Remote Sensing in a Nutshell
According to the National Oceanic and Atmospheric Administration (NOAA), remote sensing is a science that obtains information regarding objects or areas from a distance, typically using aircraft or satellites to take radar or infrared photography. In 1972, a joint initiative between the U.S. Geological Survey (USGS) and NASA launched the first earth resource satellite (Landsat-1). The Landsat Project is the world’s longest continuously acquired collection of space-based moderate-resolution, land remote sensing data. The remote sensing data collected has been used by agriculture, commercial, education, emergency response geology, government, forestry, industry, and military and many other communities.
According to the International Society for Photogrammetry and Remote Sensing (ISPRS), satellite observation has several advantages. It allows users to observe a broad area for a long period, including change detection and invisible information on the electromagnetic spectrum without visiting the area.
NASA Earth Observatory describes two types of remote sensing technology methods – passive and active sensors. Remote sensing technology continues to change as technology innovations occur giving remote sensing professionals access to more information about the world.
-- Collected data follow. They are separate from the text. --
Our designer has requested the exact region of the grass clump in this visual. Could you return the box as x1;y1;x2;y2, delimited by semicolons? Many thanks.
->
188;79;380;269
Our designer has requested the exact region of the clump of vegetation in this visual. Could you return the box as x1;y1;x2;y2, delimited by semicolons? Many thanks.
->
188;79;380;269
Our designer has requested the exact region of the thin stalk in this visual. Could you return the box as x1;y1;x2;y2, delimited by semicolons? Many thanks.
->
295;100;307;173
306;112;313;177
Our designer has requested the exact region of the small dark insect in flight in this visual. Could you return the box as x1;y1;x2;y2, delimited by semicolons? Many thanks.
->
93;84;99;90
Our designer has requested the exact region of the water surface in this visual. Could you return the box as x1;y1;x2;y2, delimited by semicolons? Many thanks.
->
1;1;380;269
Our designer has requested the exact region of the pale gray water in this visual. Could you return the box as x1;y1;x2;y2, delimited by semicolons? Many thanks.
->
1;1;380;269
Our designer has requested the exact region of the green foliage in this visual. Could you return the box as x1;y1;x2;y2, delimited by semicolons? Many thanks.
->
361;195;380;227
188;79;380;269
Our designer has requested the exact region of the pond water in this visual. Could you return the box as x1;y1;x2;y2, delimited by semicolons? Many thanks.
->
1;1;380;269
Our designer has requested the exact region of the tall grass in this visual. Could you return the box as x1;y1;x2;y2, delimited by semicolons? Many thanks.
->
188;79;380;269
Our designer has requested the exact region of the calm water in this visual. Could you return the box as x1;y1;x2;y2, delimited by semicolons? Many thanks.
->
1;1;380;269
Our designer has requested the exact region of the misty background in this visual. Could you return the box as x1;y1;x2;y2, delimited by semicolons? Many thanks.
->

Passive sensors record information that comes from natural energy from Earth’s surface and thermal radiation in the visible and infrared of the electromagnetic spectrum. Because passive sensors respond to external stimuli and do not emit their own radiation, reflected sunlight is the most common source of external energy restricting it to daylight. LANDSAT is the most famous example of a passive sensor. Created in a joint initiative between the U.S. Geological Survey (USGS) and NASA, the Landsat Project and resulting data.
Active sensors collect data from Earth using internal stimuli, which means that the active instruments provide their own energy. This means that active sensors have no spectral characteristics like passive sensors. Lidar (Light Detection and Ranging) is an example of an active sensor. Lidar uses a laser (Light amplification by stimulated emission of radiation) to observe scenes and illuminate objects. A pulse of energy is sent to the object, and then the radiation that is reflected from that object is received.
Remote Sensing images collected from passive or active sensor data are often in the form of digital images with the help of image processing techniques. This helps with the visual interpretation, and corrects or restores an image that has been distorted by blurriness or degradation. One of the most important skills of a remote sensing professional is the ability to interpret and understand remote sensing data and images.
The Government of Canada lists some universal uses of remote sensing. Remote sensing has geographical uses that can include tracking changes on Earth’s surface. In geology, remote sensing can be used to detect significant minerals. Environmentalists find much use in remote sensing which detects allows them to follow movements of pollutants on the ocean floor. Uses can even be as simple as detecting patterns involving retail and market share by counting cars in parking lots, counting polar bears to keep track of sustainable population levels, and even keeping track of algae growth as an indicator of environmental health.